The same event is described as being born of two separate intentions, from both the brothers and God.
Likewise, if you read the New Testament epistle written by James, Jesus’ brother, you’ll find this instruction: “Now listen, you who say, ‘Today or tomorrow we will go to this or that city, spend a year there, carry on business and make money.’ Why, you do not even know what will happen tomorrow. What is your life? You are a mist that appears for a little while and then vanishes. Instead, you ought to say, ‘If it is the Lord’s will, we will live and do this or that.'”(James 4:13-15)

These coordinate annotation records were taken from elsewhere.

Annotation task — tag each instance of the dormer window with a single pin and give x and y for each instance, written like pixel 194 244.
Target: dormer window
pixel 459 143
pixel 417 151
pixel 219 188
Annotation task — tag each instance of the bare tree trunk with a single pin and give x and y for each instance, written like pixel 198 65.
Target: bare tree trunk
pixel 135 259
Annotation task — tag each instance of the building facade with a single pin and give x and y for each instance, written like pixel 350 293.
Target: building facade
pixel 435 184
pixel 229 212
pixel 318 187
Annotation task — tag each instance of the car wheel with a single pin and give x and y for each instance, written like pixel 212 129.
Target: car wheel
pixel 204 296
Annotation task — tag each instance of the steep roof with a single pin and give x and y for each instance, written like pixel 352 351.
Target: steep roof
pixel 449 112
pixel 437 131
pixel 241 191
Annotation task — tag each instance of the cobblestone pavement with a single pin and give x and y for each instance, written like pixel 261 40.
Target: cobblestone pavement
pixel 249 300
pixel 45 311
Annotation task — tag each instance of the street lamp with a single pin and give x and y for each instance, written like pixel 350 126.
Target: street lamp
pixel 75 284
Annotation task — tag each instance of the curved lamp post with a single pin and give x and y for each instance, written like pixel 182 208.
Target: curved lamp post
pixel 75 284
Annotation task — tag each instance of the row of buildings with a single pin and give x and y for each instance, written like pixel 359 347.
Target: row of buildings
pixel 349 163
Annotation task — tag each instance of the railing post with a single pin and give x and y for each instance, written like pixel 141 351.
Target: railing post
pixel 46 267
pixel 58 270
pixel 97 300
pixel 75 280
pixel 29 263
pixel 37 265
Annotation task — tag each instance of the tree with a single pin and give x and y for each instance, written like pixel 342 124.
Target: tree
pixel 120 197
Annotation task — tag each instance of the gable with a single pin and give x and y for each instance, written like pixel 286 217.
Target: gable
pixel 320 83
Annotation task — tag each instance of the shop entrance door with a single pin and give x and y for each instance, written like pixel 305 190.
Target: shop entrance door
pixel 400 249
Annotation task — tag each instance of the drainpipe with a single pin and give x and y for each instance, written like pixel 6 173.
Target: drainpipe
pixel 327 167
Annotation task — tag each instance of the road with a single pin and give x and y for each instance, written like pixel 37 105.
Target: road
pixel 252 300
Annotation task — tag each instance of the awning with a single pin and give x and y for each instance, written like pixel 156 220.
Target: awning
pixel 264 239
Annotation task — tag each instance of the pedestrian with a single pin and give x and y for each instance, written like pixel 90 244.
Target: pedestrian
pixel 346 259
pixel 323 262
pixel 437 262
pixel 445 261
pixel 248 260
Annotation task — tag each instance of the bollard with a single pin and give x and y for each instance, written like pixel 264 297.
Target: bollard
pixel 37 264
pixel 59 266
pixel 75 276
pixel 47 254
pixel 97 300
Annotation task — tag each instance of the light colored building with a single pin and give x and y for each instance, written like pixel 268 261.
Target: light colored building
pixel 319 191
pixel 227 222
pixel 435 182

So we can make plans, but we should do it with the awareness that God’s will is ultimately the final authority as to what will happen. We are responsible for what part we play, but God is ultimately in control. Now, that idea may seem like a bit of a mystery or even a logical paradox, but when you’re talking about an infinite spiritual being who created the universe and exists outside of all of its elements and limitations, then I am OK with there being a little bit of mystery in how the whole dynamic fits together.
Back in 2007
Fourteen years ago, I was in a very, very difficult place in my life. A year earlier (in early 2006), my wife had kicked me out due to my ongoing struggles with pornography. I was in the process of getting help to work through my addiction and grow up as a bloke and as a Christian, but her heart was shattered, as was her trust in me. So, after a year, we were no closer to reconciliation. I didn’t know at the time that our painful separation would go on for another two and a half years before she would eventually file for divorce.
Some days you would work all day and not make one sale. And no sale meant no pay.
At the time, I was literally spending every day agonising about how I might win her heart back and prove to her that my repentance was genuine. One of the things I knew I had to do, was hold down a steady job. This was a sign of maturity and a quality important for a godly husband who was supposed to provide for his family.
At the time of the separation, I had just finished a directing job in my role with my Christian theatre company, The Backyard Bard. But once the separation happened, I took a step back from that ministry and became unemployed. I got odd jobs here and there and eventually landed a 100 per cent commission job, doing direct marketing sales for a company representing various charities. This was hard work.
Some days you would work all day and not make one sale. And no sale meant no pay.
Fortunately, I became OK at the job and after eight months I was still at it. I earned pretty good money too. It was hard, soul-crushing work where every day I put myself out there and faced rejection after rejection … but that sort of mirrored what was happening in my marriage, so I guess it taught me resilience to some degree!
The problem was, the company I worked for was part of a pretty evil, money-hungry corporation that had a “pyramid scheme” type of hierarchy. I could see they were trying to groom me to step into leadership and develop my own team of sales minions, but I really wasn’t interested in turning into what I saw the managers became. So when the Christmas break of 2006 came (which was only a week), I knew it was time to at least consider looking for other work.
Seek and you shall find?
I jumped on Seek.com and looked at what was being advertised. I had an interest in graphic design, but I had two issues. One, I didn’t have any official qualifications. I didn’t even know how to use Adobe Photoshop at the time! The other problem was that, as a Christian, I wasn’t sure if I wanted to work designing advertising for companies that I might morally object to.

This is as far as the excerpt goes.